Orgunga // self-released // junho de 2016 
8.6/10 

Bem, como descrever Rico Dalasam para começar? 
Acho que a maneira mais fácil de
se explicar seria um Mykki Blanco brasileiro: um rapper negro e gay que não tem
medo nenhum em tanto estar em contacto com a sua masculinidade como com a sua
femininidade. A pessoa que Rico é desempenha um grande papel na sua música, não
só neste seu disco de estréia mas também como no elogiado EP do ano passado Modo Diverso. Orgunga é um álbum muito rico em termos de
cultura de hip-hop e rap, é um álbum que usa muito as raízes de música que não
só originou o rap moderno mas também usa sons e padrões que são muito
brasileiros, como por exemplo o birimbau na música “Riquíssima”. 

O
modo como Rico rappa também é muito peculiar e interessante e é como papel
absorvente, quem ouve Rico cuspir as suas barras fica logo hipnotizado; um
estilo de rap que agora está em voga no Brasil: um flow muito old-school com a
maioria das rimas sendo entoadas dentro de cada barra como um trava-línguas
(com a rima entre barras mais alienígena) com uma mistura do vanguardismo
sonoro do funk, os beats mais modernos do hip-hop americano e sempre um toque
mágico à Brasil. Outro exemplo de rap brasileiro assim é Costa Gold

Mas
Orgunga é muito mais do que o seu estilo tão inovador. Orgunga é a pura
expressão da negritude de Dalasam, é o empoderamento e luta de direitos do povo
LGBT e negro no Brasil, tendo sempre como influência crucial a cultura negra
como conseguimos ouvir na faixa inicial “MiliMili”. Ao longo do álbum
também conseguimos ouvir uma mistura do português com outras línguas para criar
uma rima mais forte como é com o francês que se ouve particularmente na música
“Dalasam” que é uma faixa muito carregada de empoderamento ao povo
negro. Mas é o single “Esse Close Eu Dei” que nos prende, não só o
videoclip que Rico montou, mas a maneira de como ele rappa e o que diz, a
saudação à cultura LGBT brasileira que o rap brasileiro precisava (que apesar
de Karol Conka existir, não é a mesma coisa); uma música muito provocadora que
grita “eu vou fazer o que nunca ninguém fez antes e vou fazer melhor que
ninguém” e no final, foi exatamente isso o que ele fez, não foi? 
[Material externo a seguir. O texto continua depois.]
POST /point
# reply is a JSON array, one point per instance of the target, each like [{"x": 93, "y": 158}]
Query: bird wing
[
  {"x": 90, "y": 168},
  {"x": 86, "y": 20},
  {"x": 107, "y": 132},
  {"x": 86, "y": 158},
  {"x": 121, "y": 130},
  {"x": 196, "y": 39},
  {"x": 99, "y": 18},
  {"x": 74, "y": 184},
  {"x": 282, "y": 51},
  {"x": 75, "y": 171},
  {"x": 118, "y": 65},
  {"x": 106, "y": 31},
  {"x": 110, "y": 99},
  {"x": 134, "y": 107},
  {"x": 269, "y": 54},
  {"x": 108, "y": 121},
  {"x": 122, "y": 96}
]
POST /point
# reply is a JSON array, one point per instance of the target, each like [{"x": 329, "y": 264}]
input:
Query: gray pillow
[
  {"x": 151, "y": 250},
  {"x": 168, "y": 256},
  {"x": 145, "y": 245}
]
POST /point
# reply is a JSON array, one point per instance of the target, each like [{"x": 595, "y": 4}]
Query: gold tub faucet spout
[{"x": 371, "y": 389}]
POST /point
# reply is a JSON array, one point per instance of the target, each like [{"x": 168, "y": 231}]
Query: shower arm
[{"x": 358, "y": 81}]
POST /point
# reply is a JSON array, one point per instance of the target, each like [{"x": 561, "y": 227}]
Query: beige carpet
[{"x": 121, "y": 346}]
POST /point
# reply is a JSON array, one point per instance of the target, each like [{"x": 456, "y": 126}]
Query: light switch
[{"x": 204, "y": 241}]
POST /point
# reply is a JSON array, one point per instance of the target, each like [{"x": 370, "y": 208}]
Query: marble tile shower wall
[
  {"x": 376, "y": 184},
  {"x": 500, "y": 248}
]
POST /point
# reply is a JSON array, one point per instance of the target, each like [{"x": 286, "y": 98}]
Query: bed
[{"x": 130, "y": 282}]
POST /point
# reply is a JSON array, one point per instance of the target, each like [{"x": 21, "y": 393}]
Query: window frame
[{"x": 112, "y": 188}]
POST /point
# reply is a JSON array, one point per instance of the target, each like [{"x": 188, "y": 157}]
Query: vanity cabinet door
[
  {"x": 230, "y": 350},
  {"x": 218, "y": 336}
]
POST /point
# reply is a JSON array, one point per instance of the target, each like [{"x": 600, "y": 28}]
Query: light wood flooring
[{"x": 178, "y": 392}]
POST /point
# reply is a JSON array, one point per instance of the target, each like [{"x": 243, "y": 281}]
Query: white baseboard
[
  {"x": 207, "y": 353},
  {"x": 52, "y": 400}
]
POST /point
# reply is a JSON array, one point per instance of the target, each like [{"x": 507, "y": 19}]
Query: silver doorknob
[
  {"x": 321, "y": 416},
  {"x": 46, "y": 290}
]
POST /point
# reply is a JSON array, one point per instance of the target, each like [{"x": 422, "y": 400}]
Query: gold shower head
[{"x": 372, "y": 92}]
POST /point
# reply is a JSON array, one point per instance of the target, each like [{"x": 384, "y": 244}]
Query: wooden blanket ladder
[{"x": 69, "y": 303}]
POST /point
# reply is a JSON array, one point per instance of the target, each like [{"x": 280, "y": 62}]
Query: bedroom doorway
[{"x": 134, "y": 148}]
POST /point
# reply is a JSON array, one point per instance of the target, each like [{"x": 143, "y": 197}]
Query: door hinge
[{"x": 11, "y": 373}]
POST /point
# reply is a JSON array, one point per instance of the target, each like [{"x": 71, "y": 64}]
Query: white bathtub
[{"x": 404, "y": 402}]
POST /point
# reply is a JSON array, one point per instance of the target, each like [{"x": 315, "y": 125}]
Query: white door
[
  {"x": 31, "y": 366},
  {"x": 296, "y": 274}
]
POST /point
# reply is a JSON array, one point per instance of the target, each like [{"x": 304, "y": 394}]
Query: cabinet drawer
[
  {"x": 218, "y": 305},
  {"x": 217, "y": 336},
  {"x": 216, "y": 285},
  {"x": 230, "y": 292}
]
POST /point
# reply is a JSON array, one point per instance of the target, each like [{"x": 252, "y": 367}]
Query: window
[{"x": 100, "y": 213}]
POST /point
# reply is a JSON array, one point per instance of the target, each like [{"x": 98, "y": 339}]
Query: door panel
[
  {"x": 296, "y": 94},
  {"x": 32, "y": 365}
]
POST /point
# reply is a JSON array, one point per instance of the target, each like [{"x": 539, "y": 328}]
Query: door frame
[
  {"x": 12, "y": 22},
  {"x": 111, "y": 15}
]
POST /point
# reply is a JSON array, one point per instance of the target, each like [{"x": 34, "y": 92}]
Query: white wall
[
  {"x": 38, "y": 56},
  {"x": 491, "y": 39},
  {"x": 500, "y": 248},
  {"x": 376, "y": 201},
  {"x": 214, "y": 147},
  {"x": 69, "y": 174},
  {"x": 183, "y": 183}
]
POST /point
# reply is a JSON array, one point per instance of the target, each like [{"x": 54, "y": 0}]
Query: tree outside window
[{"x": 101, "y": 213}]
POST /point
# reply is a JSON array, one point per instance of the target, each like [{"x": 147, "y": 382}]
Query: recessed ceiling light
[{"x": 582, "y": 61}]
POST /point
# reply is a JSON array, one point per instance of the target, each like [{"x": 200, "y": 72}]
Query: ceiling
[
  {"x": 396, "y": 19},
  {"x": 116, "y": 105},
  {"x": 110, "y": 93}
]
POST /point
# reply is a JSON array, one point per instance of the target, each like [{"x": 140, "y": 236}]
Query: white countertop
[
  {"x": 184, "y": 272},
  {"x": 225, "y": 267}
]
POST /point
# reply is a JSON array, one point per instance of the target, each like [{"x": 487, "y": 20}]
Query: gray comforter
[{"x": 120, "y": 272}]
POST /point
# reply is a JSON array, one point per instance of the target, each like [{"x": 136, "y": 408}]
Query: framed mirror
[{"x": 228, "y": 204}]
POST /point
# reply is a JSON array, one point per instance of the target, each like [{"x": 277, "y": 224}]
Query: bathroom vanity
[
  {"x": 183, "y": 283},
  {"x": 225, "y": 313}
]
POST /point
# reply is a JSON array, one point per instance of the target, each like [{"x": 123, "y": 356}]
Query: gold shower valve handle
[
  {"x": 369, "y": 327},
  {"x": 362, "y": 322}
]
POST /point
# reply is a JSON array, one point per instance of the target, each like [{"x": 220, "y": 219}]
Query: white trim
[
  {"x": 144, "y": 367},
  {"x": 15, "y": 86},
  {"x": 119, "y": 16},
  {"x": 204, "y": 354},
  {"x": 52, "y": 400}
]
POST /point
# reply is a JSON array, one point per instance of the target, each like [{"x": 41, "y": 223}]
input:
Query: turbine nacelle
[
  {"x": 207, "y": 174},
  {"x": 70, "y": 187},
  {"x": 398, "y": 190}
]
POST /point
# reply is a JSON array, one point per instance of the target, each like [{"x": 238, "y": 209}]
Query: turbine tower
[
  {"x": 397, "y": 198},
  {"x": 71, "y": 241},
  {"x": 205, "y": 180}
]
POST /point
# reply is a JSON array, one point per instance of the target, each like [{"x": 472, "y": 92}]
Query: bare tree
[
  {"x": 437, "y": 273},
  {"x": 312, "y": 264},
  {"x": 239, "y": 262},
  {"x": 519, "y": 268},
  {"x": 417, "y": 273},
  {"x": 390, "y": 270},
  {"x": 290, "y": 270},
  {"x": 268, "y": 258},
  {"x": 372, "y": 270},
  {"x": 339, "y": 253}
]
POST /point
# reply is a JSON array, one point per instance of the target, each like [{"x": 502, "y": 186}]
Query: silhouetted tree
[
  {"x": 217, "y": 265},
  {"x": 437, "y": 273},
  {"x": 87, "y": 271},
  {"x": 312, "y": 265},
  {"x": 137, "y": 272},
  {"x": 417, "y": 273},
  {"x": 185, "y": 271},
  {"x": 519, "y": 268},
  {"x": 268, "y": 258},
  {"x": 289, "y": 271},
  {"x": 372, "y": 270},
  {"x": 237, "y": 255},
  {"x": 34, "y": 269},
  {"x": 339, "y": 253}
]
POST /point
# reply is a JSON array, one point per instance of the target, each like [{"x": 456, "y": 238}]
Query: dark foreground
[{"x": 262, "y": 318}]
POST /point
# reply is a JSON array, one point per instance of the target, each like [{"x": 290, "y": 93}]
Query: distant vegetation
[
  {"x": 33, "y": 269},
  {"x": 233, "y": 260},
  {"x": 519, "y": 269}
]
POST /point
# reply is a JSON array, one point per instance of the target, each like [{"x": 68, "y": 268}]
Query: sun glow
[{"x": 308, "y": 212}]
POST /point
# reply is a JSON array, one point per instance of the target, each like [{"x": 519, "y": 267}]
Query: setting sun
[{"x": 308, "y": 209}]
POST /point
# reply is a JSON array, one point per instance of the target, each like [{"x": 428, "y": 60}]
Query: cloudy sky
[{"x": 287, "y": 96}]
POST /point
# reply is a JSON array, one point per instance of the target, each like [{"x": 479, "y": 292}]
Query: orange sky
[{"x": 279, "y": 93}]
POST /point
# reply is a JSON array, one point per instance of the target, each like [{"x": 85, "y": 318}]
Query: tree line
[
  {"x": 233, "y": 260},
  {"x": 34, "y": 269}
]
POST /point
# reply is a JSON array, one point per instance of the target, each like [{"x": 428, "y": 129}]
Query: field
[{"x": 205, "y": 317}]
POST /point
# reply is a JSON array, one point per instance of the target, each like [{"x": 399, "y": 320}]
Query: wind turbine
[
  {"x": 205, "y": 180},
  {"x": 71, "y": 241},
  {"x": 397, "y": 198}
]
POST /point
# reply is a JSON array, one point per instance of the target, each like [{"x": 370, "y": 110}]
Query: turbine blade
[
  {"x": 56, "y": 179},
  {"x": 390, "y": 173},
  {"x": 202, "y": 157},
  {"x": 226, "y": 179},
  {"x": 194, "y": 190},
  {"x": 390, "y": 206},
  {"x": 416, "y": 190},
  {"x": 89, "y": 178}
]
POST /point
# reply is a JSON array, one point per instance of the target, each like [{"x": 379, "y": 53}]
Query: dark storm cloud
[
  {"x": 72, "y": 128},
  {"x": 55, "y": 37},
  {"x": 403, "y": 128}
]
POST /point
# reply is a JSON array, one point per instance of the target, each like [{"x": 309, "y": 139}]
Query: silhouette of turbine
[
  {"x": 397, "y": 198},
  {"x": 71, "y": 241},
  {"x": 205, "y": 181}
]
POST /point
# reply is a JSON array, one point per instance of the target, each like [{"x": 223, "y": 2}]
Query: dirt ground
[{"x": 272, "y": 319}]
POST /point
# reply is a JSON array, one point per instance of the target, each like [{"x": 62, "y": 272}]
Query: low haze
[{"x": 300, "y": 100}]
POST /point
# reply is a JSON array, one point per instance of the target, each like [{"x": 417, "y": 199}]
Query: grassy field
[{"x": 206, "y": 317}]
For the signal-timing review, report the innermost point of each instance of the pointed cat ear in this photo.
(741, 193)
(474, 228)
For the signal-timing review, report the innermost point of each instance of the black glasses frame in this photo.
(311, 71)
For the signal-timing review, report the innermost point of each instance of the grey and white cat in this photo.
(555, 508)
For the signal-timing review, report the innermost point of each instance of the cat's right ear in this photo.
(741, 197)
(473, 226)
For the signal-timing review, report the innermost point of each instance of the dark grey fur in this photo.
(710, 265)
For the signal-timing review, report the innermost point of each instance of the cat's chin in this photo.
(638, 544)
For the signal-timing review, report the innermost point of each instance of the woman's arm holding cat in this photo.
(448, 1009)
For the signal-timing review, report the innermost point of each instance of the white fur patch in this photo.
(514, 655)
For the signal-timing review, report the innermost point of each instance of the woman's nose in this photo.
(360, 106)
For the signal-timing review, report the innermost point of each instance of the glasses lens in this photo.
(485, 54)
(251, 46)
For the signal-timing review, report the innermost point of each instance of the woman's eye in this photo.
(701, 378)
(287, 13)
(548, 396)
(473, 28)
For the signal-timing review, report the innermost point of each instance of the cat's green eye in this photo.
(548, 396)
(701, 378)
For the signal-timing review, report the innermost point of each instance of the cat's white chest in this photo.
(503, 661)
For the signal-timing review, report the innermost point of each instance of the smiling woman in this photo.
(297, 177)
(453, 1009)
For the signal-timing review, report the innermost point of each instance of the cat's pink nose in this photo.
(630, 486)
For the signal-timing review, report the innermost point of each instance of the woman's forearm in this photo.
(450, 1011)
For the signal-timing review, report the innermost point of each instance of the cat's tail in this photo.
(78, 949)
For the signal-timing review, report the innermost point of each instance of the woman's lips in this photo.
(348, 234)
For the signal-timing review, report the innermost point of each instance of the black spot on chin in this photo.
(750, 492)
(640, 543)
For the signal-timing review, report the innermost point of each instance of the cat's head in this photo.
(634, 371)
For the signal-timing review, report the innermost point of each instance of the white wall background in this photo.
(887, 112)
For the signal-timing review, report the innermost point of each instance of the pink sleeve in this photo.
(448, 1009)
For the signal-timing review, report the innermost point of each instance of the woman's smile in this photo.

“Drama”, a faixa que ao início pensa-se “vou saltar esta” e
depois não dá para parar de ouvir com uma influência muito nordestina nas
palavras chave usadas para as rimas que é uma homenagem à mãe nordestina do
rapper. Orgunga também tem faixas mais diferentes como
“Relógios” que é uma música mais pop-related para todos os efeitos e “Honestamente”,
uma faixa mais do estilo Drake, meio balada com um trap beat mas muito ousado
nas palavras e sem tabús. Por fim temos “Vambora”, faixa que fecha o
álbum e o resume a 100%, uma mistura de pagode e samba com rap que é esse o som
que Rico Dalasam está tão preparado para trabalhar com e fazer prosperar pelo
rap braisleiro. Em resumo, Orgunga é um álbum forte de pouco mais de 30 minutos
que pode facilmente ser um dos melhores álbuns de hip-hop e rap do ano e é uma
das montanhas mais altas nos Himalaias que é o rap brasileiro.